In the Pathaks' case, LIC is demanding repayment of Rs 29 lakh arising out of a home loan taken by the deceased parents. Vanisha and her brother are obviously not going to be able to pay this back at this time, unless their parents left them enough money to do so.
A failure to repay the loan amount technically grants the lender the ability to take over the property, since it is the effective security/collateral for the loan.
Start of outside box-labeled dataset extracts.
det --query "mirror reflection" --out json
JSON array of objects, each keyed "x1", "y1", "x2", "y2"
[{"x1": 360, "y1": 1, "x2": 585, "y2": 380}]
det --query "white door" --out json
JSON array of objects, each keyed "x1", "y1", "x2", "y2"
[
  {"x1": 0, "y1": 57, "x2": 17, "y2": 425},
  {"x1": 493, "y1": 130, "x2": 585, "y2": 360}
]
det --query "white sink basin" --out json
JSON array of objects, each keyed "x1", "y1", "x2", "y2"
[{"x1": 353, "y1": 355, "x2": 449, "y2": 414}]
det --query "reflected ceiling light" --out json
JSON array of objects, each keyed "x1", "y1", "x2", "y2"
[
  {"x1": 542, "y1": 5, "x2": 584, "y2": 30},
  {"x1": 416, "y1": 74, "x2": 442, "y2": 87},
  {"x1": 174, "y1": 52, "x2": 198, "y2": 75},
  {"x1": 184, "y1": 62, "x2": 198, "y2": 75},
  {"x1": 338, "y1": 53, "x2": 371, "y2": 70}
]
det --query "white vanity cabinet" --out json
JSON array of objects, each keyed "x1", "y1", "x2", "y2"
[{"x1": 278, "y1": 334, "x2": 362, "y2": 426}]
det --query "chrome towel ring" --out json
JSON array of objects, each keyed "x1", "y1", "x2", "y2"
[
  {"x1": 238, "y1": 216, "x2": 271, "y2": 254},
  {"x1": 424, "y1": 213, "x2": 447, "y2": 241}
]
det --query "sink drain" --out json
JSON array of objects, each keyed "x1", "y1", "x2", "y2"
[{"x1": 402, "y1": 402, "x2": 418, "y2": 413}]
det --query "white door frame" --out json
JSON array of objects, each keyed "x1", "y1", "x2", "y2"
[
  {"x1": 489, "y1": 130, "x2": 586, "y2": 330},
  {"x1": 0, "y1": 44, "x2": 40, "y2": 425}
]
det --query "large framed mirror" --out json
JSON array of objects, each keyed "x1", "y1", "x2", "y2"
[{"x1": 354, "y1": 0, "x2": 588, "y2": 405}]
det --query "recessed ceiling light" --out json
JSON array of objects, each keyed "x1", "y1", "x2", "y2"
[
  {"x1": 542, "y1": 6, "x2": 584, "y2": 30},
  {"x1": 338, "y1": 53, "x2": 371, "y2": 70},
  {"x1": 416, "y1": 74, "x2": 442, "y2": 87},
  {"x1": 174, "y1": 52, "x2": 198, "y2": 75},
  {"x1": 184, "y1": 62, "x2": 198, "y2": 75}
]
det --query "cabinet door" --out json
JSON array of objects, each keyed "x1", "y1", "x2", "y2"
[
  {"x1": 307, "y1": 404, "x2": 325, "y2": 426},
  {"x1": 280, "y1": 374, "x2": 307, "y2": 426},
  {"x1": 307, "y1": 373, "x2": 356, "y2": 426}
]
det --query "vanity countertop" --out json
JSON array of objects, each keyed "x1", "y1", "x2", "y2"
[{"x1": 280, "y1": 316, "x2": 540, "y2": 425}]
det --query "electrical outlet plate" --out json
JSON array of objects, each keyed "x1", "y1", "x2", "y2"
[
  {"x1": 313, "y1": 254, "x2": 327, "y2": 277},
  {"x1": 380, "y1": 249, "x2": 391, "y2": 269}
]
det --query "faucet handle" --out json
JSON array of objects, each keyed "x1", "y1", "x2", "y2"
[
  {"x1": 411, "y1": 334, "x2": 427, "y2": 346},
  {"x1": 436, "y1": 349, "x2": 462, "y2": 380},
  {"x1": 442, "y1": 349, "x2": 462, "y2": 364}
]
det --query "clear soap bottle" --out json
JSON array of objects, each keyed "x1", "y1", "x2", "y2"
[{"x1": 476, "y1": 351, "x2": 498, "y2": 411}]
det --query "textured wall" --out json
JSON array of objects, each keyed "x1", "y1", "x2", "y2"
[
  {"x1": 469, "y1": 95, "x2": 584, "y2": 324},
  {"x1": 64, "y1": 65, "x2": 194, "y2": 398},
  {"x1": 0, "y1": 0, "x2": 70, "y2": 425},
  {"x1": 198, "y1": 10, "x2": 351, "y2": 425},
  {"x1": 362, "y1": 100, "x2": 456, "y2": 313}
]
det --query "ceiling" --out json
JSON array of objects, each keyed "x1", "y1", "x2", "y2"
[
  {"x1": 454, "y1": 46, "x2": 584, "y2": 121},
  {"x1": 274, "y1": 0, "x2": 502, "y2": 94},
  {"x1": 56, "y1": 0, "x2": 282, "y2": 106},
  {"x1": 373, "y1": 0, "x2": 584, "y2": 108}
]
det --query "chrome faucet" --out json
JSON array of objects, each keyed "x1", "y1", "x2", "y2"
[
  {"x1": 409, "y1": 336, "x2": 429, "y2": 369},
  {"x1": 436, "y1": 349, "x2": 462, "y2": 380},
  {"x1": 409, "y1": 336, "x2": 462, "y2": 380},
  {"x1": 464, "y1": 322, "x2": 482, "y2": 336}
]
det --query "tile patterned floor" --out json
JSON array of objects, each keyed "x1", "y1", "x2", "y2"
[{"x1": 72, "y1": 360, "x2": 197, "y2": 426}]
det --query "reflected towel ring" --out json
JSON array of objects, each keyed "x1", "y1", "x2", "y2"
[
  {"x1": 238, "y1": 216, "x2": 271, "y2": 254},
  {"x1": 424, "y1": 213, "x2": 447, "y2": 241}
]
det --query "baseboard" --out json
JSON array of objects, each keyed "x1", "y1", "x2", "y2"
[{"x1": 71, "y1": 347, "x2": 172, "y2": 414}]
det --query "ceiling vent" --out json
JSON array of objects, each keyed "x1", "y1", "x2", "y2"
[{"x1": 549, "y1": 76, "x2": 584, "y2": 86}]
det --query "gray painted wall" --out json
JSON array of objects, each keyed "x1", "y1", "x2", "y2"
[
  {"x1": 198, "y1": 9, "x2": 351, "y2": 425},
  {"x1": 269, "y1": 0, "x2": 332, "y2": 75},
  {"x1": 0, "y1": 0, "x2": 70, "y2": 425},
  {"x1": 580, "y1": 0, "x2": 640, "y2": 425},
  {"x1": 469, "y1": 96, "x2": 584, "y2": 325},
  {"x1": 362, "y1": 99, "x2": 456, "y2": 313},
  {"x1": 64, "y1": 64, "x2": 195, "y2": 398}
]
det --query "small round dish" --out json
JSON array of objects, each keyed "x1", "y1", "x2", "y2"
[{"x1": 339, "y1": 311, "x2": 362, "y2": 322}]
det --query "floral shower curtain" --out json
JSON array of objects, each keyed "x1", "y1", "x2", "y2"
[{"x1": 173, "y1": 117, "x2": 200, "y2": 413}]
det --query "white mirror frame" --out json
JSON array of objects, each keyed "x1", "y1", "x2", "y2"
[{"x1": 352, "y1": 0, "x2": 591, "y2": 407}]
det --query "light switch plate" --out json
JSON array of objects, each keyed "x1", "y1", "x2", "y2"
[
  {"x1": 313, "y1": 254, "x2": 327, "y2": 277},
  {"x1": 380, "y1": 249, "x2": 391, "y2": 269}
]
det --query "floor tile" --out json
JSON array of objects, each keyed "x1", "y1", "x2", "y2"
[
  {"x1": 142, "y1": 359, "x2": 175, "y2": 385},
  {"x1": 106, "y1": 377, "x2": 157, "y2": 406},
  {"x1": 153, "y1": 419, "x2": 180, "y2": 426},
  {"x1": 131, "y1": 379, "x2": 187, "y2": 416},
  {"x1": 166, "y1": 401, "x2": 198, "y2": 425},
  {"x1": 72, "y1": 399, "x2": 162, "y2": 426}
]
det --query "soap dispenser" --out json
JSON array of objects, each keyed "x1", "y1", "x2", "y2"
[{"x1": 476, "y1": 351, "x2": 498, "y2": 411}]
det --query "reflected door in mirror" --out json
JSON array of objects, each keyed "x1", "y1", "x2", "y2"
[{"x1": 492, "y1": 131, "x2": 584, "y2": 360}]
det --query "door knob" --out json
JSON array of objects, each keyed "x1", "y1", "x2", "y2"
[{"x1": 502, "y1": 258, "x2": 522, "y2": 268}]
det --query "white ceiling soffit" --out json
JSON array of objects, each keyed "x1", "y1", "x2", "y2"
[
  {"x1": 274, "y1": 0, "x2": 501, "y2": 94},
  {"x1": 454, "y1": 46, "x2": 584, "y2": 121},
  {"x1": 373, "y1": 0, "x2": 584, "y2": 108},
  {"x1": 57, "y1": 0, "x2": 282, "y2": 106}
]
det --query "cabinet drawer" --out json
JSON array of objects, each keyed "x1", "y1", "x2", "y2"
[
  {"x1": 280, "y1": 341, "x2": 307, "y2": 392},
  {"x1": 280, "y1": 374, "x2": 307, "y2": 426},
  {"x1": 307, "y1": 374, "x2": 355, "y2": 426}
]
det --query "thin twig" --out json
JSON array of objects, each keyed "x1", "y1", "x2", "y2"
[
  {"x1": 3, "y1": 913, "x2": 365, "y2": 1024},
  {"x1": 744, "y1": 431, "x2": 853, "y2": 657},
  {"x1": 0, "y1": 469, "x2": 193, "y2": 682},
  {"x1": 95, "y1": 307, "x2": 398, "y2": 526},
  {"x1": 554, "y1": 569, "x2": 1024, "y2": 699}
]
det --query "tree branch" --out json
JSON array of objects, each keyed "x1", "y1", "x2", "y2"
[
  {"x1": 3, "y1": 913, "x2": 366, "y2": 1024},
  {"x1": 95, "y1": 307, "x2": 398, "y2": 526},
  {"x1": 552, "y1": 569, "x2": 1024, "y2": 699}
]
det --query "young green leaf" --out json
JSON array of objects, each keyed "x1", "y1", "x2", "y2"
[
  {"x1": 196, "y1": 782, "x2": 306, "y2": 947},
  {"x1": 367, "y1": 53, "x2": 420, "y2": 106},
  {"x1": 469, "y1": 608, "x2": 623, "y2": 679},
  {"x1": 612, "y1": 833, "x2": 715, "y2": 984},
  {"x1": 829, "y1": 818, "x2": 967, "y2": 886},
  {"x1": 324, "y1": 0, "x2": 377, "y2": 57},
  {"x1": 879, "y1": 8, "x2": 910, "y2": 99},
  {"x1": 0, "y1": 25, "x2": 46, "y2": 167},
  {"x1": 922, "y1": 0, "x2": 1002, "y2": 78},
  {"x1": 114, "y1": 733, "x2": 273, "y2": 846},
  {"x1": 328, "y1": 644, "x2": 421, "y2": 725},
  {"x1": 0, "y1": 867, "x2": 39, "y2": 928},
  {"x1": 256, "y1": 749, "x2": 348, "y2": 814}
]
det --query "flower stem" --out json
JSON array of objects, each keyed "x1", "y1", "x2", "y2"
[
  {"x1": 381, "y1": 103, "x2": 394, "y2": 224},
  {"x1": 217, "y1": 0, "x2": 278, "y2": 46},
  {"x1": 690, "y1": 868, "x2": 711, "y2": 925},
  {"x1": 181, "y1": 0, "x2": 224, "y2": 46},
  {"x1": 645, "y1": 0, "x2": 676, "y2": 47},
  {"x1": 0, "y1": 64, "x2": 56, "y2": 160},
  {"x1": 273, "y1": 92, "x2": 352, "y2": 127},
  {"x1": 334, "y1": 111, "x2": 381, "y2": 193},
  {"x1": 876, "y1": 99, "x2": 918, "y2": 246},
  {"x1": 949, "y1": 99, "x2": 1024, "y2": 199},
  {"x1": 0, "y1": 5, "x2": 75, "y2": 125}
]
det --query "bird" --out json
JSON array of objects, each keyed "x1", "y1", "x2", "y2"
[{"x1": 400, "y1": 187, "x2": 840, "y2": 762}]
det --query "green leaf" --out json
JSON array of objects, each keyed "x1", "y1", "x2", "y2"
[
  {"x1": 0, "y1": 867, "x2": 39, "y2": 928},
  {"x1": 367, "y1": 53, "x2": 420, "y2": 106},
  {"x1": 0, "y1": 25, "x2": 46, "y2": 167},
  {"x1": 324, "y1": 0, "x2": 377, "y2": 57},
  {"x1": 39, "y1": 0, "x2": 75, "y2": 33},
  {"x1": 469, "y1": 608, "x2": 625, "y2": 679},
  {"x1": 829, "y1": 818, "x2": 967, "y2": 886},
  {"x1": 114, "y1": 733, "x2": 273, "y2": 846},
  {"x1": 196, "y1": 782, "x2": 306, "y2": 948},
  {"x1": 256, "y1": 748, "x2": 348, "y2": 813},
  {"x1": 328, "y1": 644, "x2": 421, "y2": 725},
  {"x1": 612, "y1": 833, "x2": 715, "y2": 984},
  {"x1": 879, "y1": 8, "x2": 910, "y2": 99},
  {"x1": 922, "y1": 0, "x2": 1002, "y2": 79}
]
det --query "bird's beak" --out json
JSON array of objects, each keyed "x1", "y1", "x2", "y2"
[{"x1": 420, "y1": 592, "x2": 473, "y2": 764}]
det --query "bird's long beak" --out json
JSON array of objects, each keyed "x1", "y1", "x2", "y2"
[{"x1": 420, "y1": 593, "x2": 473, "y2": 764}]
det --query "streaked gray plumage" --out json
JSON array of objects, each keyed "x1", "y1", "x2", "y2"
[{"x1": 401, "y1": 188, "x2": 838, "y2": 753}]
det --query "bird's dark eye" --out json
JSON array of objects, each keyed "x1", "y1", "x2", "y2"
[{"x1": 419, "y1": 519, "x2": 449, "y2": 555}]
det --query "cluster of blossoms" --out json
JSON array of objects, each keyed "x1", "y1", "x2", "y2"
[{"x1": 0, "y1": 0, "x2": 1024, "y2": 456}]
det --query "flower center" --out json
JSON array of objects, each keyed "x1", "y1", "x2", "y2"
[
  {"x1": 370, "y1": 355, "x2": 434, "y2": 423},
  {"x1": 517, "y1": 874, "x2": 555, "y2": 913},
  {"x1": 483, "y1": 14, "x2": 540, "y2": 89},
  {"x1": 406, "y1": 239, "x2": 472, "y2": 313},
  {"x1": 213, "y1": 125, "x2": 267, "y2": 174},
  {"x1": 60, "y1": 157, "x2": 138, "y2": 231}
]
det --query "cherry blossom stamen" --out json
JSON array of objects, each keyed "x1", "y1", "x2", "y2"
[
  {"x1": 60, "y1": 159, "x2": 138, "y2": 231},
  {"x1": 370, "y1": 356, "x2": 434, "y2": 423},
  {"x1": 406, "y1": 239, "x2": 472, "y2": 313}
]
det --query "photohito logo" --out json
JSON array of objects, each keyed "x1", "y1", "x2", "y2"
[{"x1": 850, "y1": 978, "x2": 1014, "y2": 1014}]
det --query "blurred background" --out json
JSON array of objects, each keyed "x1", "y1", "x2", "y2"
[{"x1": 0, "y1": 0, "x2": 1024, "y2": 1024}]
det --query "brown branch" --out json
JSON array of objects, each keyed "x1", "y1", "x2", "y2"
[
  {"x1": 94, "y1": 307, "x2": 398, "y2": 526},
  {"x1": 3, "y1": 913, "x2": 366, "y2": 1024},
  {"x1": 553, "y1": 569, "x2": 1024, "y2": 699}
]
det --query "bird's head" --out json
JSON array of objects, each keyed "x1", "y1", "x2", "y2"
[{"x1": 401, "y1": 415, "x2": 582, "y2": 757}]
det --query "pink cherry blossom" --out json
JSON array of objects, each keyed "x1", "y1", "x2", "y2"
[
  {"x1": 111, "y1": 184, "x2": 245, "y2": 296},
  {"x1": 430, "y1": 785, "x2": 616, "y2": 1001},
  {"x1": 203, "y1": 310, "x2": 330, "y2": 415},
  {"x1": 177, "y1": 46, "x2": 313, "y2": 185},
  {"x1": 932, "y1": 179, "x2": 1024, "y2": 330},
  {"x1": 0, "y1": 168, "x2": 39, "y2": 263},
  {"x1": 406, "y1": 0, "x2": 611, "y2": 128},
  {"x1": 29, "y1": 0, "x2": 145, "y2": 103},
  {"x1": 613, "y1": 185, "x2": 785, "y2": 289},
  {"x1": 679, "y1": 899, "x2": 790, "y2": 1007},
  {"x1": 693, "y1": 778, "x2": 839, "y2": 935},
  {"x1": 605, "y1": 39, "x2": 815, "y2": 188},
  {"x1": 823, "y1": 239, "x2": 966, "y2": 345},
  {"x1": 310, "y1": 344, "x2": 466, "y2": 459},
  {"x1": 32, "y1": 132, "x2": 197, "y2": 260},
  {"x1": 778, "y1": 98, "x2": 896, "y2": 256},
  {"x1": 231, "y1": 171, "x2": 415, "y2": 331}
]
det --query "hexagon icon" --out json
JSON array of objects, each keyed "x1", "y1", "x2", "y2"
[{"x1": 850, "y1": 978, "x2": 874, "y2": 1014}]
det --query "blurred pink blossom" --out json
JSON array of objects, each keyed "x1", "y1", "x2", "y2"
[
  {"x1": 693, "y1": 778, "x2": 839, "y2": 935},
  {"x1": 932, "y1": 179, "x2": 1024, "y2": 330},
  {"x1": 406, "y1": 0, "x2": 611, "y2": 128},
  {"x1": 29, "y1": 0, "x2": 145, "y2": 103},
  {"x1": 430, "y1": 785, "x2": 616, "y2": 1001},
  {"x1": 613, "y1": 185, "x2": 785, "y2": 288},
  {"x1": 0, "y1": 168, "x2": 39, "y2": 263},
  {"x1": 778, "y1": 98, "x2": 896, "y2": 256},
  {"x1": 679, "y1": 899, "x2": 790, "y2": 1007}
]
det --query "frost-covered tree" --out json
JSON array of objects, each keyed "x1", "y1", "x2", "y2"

This can obviously seem heartless, but it is not something illegal for the lender to do in general circumstances.
The most recent developments in the case do seem to give some hope that the children will not be deprived of their home – and they and other COVID orphans should also be able to rely on an order of the Supreme Court to avoid losing out on it or other assets of their parents.
Special Protections for COVID Orphans
In light of the special circumstances created by the pandemic, central and state governments have announced relief schemes for children who have lost one or both parents to COVID.
The Centre's scheme offers free education, a stipend from the age of 18 to 23, and a lumpsum of Rs 10 lakh when the children reach the age of 23, for those who lost both their parents or their primary caregiver to COVID.
However, these schemes do not protect children from creditors of their deceased parents, like LIC in the Pathaks' case.
Fortunately, the Supreme Court has taken up this issue as part of a wider suo motu case dealing with children in street situations.
Amicus curiae Gaurav Agarwal and the National Commission for Protection of Child Rights (NCPCR) informed the court in March of the danger of COVID orphans getting notices from banks/creditors for repayment of their parents' loans.
In response to this, the court passed an order on 4 April 2022 which says:
"The District Child Protection Officers and the District Magistrates concerned are directed to take the assistance of the District Legal Service Authorities to ensure that the properties of the deceased parents of the children are protected and that the children are not deprived of their properties."
District level authorities have therefore been directed to make sure that COVID orphans in their areas are not deprived of their homes or financial assets of their parents.
Local authorities have also been directed to make sure they upload details about all COVID orphans, including liabilities of their parents that could affect them, on the central government's Bal Swaraj COVID Care platform.
Any lenders who persist in chasing up on loans of a COVID orphan's deceased parents now face the possibility of contempt of court, and the children can approach legal aid services and the courts to ensure compliance and protection.